In this GOAE model, we use the mean square error as a loss function. Let x0j be the input vector of sample j, and x4j is the output vector. n represents the number of training sample. The loss function is defined as follows:

$$ loss=\frac{1}{n}\sum\lVert{x_{0j}-x_{4j}}\lVert^{2}. $$
(5)

After several training epochs, the hidden layer 2 could be a low-dimension space of the input data.

Since the encoder and decoder are completely symmetric, both input layer and output layer are partial connection.

After training GOAE model, the hidden layer 2 could be used as the low-dimension representation of a cell. Then we can use a clustering method, (in our case, kmeans++), for the clustering of single cells.

Architecture of supervised model (GONN)

A supervised dimensionality reduction model may also be needed in single cell clustering or retrieval [15]. Similar to the GOAE model, we replace the hidden layer1 neurons of the neural network with GO term nodes, which are partial-connected to the input layer neurons that represents the genes. In the GONN model, another hidden layer with 100 fully-connected neurons are added (see Fig. 2). After the training phase, the hidden layer with 100 fully-connected neurons is considered as the low dimensional representation of the input.

Fig. 2
figure 2

GONN model architectures. typec represents different cell types as the label in the output layer. BPm, MFn, d and gi are illustrated in Fig. 1

At the output layer, softmax function is used for classification. Softmax function is defined as:

$$ softmax(x)=\left[\frac{\exp(x_{1})}{{\sum\nolimits}_{i=1}^{c}\exp(x_{i})} \cdots \frac{\exp(x_{c})}{{\sum\nolimits}_{i=1}^{c}\exp(x_{i})}\right]^{T}, $$
(6)

where x is the input vector of output layer and c is the number of all cell types. Based on softmax activation function, we can obtain the probability vector that a cell is classified into different cell types. Finally, we use top-1 method (the label which has the largest probability) to decide the cell type of a cell. In GONN, the loss is defined as:

$$ {}loss\,=\,-\frac{1}{n}\sum\limits_{j}\left[y_{j}\ln{y_{j}^{\prime}}\,+\,(1-y_{j})\ln(1\,-\,y_{j}^{\prime})\right] +\frac{\lambda}{2n}\sum\limits_{w}w^{2}, $$
(7)

where n is the number of samples in the training dataset. The first part of Eq. 7 is cross entropy. yj and \(y_{j}^{\prime }\) represent the desired output and the predicted output of sample j respectively. The second part is L2 regularization, where λ is the L2 regularization coefficient. w represents the training parameter vector. We combine cross entropy and L2 regularization to avoid overfitting and optimize parameters.

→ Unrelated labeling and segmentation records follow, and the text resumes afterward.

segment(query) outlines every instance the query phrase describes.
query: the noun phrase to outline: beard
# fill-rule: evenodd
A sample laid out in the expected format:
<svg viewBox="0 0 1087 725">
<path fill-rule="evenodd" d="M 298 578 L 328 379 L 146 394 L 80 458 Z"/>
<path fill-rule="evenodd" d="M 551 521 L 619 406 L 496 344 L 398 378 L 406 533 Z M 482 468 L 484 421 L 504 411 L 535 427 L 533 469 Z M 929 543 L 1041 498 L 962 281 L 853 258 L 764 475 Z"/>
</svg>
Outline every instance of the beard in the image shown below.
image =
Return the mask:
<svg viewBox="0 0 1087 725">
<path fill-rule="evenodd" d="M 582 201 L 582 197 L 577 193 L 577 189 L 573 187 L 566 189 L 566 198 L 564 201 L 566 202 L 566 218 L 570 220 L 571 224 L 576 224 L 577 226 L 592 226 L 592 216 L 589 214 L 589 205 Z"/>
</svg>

After training GONN models by known label cells, we extract the information of the last hidden layer(hidden layer2) as the low-dimension representation. Then we can use a clustering method, (in our case, kmeans ++), for the clustering of single cells.

Evaluation criteria

We use the adjusted rand index(ARI) [29] to compare the clustering results of single cells with the true labels. ARI score can measure the similarity between two clustering results. It is defined as follows. Let X={X1,…,Xr} and Y={Y1,…,Ys} be two different clustering results. nij represents the number of objects in common between Xi and Yj. Let \(a_{i}={\sum }_{j}n_{ij}\) and \(b_{j}={\sum }_{i}n_{ij}\), the ARI is defined as follow:

$$ \begin{aligned} ARI&=\frac{Index-ExpectedRandIndex}{MaxRandIndex-ExpectedRandIndex}\\ &=\frac{{\sum\nolimits}_{ij}\tbinom{n_{ij}}{2}-\left[{\sum\nolimits}_{i}\tbinom{a_{i}}{2}{\sum\nolimits}_{j}\tbinom{b_{j}}{2}\right]/\tbinom{n}{2}}{\frac{1}{2}\left[{\sum\nolimits}_{i}\tbinom{a_{i}}{2}+{\sum\nolimits}_{j}\tbinom{b_{j}}{2}\right]-\left[{\sum\nolimits}_{i}\tbinom{a_{i}}{2}{\sum\nolimits}_{j}\tbinom{b_{j}}{2}\right]/\tbinom{n}{2}}. \end{aligned} $$
(8)

The scale of ARI score is between -1 and 1. The higher the ARI score is, the more similar two clustering results are.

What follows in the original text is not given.